Granted, we are talking about the federal government…
So on top of having to pay a fee for the not-really-privilege of having a shorter-than-an-arbitrary-length barrel or having our hearing protection on our firearms rather than on our ears, we also have to deal with layers upon layers of bureaucratic waste and incompetence. It really is starting to seem like the BATFE is the perfect, microcosmic example of everything that is wrong with the American government…
Update: Apparently, as of 19JUL11, my application is “pending, still awaiting review”, which might mean I could have the stamp back within a month, if past history is any indication of future performance.





I was impressed with how Texas handles concealed carry via it’s website. I recently had a change of address and the whole process was very easy. My gun license showed up long before the drivers license.
I’m just guessing here but maybe they are saving your money to pay for all the potential Gunwalker lawsuits
This seems to be one of the only federal government programs that is still working the way it was intended to from the start, and accomplishing the purpose it was created for.
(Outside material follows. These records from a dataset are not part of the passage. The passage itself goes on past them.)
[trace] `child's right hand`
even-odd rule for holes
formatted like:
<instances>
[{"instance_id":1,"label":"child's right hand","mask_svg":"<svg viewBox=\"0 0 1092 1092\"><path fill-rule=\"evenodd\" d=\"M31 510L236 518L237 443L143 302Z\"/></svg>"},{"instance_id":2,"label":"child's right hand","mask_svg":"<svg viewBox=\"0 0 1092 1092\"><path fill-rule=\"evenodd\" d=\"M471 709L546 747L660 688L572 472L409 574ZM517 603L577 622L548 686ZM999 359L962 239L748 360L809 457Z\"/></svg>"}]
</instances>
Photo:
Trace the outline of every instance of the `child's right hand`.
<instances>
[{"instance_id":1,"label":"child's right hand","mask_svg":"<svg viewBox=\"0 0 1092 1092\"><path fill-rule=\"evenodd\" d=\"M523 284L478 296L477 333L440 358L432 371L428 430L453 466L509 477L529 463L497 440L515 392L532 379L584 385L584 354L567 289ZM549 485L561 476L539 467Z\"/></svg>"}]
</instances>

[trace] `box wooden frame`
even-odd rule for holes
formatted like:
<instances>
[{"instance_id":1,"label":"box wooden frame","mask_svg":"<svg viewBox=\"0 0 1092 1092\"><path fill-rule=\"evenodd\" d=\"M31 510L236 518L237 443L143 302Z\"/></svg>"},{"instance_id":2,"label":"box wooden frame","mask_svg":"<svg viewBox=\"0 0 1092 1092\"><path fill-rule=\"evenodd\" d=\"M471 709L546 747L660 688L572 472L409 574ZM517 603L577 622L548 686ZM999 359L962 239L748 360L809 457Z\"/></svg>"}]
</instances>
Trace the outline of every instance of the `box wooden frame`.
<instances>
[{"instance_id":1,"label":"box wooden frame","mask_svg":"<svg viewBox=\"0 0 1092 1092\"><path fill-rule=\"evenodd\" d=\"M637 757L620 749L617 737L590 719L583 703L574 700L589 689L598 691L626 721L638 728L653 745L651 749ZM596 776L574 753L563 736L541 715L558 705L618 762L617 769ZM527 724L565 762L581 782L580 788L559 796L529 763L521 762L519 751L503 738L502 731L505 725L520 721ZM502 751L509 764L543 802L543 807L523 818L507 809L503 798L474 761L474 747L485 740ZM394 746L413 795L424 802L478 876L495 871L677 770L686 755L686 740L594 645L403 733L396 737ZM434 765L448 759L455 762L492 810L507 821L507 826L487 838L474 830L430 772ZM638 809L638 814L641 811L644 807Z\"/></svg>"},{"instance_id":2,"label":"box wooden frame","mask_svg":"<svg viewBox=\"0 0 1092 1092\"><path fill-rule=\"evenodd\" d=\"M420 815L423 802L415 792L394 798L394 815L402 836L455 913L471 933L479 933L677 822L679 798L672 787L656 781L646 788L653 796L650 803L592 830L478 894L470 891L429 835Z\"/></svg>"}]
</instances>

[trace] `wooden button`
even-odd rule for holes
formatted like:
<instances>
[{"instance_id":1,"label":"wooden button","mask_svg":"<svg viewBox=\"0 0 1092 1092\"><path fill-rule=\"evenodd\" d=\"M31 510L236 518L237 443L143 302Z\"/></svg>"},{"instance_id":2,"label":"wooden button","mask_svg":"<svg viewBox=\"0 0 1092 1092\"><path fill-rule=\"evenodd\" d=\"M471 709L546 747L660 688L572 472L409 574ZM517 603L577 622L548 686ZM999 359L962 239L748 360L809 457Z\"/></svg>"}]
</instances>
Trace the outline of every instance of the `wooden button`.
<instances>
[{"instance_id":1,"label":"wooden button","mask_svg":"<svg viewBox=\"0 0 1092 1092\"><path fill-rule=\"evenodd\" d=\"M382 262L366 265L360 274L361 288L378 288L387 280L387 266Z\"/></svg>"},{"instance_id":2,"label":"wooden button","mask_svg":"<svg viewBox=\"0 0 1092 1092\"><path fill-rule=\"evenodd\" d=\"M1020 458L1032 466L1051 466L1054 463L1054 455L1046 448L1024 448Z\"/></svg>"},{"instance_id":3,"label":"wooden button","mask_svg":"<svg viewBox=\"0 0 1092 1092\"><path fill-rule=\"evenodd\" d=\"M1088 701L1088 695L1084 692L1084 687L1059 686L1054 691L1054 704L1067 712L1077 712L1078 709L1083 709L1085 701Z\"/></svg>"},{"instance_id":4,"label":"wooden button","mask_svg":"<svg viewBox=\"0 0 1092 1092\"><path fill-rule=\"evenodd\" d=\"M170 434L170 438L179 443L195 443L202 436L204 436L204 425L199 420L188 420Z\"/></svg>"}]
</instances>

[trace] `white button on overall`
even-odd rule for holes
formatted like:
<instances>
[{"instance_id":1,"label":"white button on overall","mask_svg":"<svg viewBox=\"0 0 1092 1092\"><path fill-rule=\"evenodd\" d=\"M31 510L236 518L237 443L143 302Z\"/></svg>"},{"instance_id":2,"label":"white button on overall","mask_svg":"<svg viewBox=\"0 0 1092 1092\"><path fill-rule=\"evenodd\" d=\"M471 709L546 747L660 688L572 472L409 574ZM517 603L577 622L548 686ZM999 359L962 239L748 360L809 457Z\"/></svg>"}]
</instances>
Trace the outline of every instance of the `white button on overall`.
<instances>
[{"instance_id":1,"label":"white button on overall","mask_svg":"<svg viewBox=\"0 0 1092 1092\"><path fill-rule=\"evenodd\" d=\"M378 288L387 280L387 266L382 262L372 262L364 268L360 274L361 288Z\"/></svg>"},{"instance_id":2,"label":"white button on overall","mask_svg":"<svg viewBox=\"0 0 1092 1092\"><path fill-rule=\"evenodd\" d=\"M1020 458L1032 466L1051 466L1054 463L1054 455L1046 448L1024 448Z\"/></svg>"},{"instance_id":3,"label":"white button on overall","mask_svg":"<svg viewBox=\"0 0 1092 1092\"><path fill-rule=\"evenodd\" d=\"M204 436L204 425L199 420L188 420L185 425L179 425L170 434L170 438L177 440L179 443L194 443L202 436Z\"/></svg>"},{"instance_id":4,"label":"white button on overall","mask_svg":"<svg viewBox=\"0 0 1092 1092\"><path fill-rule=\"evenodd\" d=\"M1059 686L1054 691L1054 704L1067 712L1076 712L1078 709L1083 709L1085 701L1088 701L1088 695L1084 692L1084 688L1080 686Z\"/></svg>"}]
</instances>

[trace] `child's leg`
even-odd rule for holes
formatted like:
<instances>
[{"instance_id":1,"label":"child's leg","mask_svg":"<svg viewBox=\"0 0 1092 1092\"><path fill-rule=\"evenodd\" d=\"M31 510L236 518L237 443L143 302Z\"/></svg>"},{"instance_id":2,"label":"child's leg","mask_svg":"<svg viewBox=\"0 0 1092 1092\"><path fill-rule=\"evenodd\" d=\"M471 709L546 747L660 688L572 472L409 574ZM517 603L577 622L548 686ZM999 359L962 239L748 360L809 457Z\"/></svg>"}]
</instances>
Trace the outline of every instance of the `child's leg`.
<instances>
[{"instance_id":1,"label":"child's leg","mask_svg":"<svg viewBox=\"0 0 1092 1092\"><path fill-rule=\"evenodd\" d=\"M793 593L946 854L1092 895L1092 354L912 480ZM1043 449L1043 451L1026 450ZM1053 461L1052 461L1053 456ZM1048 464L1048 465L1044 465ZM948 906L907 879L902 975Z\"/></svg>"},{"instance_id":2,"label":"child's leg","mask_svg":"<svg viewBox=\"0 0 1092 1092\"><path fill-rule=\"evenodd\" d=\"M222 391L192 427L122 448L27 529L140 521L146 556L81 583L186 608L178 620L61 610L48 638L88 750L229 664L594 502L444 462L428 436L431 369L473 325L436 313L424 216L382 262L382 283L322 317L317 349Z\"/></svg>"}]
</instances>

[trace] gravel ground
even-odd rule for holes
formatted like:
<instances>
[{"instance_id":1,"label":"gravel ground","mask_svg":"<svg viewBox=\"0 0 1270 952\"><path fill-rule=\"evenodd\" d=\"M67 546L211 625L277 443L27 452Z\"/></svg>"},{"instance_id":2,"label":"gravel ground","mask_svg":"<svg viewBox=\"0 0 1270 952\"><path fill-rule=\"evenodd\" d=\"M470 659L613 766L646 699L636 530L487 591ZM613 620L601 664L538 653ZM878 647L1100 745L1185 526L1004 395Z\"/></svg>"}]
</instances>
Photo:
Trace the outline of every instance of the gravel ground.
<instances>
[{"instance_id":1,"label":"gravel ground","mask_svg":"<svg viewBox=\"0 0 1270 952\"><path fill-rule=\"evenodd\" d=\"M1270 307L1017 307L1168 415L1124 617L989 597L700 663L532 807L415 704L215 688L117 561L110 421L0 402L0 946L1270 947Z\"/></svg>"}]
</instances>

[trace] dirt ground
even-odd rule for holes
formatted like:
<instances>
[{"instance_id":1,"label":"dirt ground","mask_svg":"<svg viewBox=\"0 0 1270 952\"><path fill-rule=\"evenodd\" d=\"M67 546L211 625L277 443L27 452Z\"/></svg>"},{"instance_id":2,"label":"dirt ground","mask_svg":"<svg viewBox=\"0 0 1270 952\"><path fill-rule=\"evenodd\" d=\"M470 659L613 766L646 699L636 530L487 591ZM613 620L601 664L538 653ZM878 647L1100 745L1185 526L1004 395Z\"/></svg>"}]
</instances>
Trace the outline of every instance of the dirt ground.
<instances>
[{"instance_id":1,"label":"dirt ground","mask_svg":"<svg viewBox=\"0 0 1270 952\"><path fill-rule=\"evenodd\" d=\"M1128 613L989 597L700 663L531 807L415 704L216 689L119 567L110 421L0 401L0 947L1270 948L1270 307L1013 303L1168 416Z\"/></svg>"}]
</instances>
Remember, it was never meant to be affordable, convenient, or easy to do an NFA transfer – the entire purpose of the process was to discourage ownership of any items on the list by making it as difficult as possible to obtain them legally. The only reason it’s not an outright ban is that they people behind it didn’t think they could get a ban past the courts at the time.
Remember the post you linked to the other day – there are only 12 people processing all of these forms. There’s a reason for that. Making it reasonably easy for you to check up on the status of your paperwork would actually make it harder for them to do their real jobs.
Just to reinforce my conclusion, that $200 tax, when it was enacted in 1934, was equivalent to over $3,300 today. The point was to make it so expensive to own one of these items that almost no one would be able to afford to do so.
@ Dropcrate.com: Amazingly, Tennessee is about as easy; in fact, it was easier to change the address on my driver’s license and handgun carry permit than it was to change the address on my Curio and Relic license. The only thing I will fault TN on is that they charge you for new licenses if you are not renewing them; normally, this does not matter, except when you go to purchase firearms and the address on your ID does not match your actual address.
@ Jake: Damnit. I knew I forgot something when I pushed “Publish”, but I could not remember what.
You are absolutely right, though. The average yearly salary in 1934 was $1,368 – “normal” folks simply could not even dream of affording the $200 tax stamp imposed by the NFA, so it functioned as a defacto ban without actually using that word. I guess I should not be surprised that it is continuing to attempt to live up to its legacy.
Still annoys the hell out of me, though.
I doubt you’d want to know the status. “Sitting in a pile on some loser’s desk, waiting for him to figure out how to plug in the shredder so he can shred some Fast & Furiuos documents” doesn’t really make you feel any better, does it? No. Best not to know.
True… but maybe the spectre of having us mere mortals constantly looking over their shoulder might convince the pencil-pushing weenies at the BATFE to get off their asses and do their jobs.
Wait. We are talking about the feds. Never mind.